Photo by Sven Brandsma on Unsplash
word embedding and internet vs deep work
This is part of 'I just knew it today!' series. Episode 3 | 9th of August 2022
2 min read
Machine can't understand strings of words, they understand number that represent the word and its implicit information. To enable deep learning on literature/language, we need word embedding to convert sequence of words into vector of number that can be understood by the machine.
Here is a combination of layer that can be utilized to yield word embeddings.
credit to: Orhan G. Yalcin in Mastering word embeddings in 10 minutes with tensorflow
text vectorization layer
A text vectorization layer will standardize the input, and ultimately give number into token of the words in the input. To put in a perspective, token defined as one word or combination of a word its adjacent words. This technique limits the amount of token generated from the input. This allow special characteristic of languages, grammar, to be embed to the vector.
This layer will see the connection between the tokens, and generate another vector from it. This vector will then be the exact representation of the words.
Dense layer is a fully connected neural network that will optimize the result of the embedding to the label.
Internet vs Deep work
I am currently reading Carl Newport's Deep Work.

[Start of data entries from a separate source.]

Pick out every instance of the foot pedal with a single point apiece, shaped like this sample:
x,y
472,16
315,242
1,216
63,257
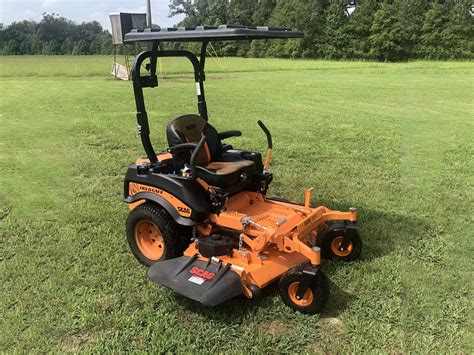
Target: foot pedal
x,y
202,281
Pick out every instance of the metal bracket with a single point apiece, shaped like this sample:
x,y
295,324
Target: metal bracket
x,y
306,279
351,230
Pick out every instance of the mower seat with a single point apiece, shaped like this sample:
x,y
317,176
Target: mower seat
x,y
214,166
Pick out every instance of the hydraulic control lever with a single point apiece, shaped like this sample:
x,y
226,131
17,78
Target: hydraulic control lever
x,y
268,156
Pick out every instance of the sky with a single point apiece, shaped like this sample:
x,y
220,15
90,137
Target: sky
x,y
83,10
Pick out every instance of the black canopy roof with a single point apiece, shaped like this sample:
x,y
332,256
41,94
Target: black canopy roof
x,y
208,33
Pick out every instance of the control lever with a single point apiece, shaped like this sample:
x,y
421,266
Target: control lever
x,y
266,164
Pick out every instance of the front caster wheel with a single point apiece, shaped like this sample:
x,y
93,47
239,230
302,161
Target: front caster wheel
x,y
332,240
154,236
314,297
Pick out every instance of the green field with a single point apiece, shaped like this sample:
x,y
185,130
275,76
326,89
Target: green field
x,y
394,140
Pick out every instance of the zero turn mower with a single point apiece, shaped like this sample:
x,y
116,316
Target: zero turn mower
x,y
200,218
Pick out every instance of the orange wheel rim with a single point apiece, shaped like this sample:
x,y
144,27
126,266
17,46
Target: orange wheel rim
x,y
336,244
149,240
307,298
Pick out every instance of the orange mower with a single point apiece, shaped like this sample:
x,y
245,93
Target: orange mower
x,y
200,218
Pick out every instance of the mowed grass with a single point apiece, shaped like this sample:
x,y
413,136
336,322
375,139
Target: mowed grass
x,y
394,140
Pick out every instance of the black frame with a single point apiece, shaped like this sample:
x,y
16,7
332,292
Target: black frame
x,y
203,34
139,82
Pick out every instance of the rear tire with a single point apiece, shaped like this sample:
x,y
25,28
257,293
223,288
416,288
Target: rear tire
x,y
315,296
154,236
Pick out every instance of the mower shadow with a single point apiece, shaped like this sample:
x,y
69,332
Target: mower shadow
x,y
382,234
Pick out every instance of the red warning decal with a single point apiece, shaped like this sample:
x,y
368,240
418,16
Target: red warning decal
x,y
208,275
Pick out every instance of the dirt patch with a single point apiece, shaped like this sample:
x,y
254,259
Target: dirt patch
x,y
273,327
78,340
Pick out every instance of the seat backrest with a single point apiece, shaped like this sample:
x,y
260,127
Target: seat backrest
x,y
190,129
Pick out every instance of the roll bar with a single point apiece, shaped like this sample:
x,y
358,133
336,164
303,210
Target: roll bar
x,y
151,80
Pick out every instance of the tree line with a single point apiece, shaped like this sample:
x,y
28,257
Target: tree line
x,y
55,35
384,30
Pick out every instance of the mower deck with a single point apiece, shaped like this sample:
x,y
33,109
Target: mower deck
x,y
263,255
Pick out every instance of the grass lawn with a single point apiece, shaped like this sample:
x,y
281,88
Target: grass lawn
x,y
394,140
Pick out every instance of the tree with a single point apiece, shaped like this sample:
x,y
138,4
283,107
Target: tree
x,y
359,28
337,37
387,34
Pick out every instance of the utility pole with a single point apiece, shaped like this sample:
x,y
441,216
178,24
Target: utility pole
x,y
148,13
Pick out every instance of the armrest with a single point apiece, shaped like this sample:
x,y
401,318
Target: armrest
x,y
182,147
228,134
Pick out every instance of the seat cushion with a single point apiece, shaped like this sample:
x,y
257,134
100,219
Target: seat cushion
x,y
225,174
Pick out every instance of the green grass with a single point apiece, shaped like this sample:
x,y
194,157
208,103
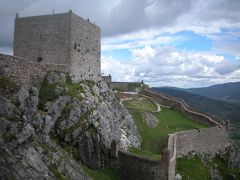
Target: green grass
x,y
170,121
192,168
102,174
142,103
222,166
145,154
53,168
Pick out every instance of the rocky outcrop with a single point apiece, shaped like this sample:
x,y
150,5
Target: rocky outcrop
x,y
151,120
48,133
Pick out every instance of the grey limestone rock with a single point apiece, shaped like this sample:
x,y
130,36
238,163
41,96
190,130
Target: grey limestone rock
x,y
103,87
85,123
178,177
151,120
55,108
6,107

I've just recently read chapter 2, Deep Work is Rare. Carl reference two authors (which names I forgot), that predict and judge that in the modern world, internet will become the standard of every business that exist. But, internet enables platform that make us prone to avoid deep work, such as email. Email gives some sense of productivity and certainty to workers. Led them to work without deeply immersed to the subject that they are working on, and being drawn in a life that set by other people responses or requests only. This is not advantageous as in chapter 1, Carl points out that deep work is highly valuable skill in this modern world.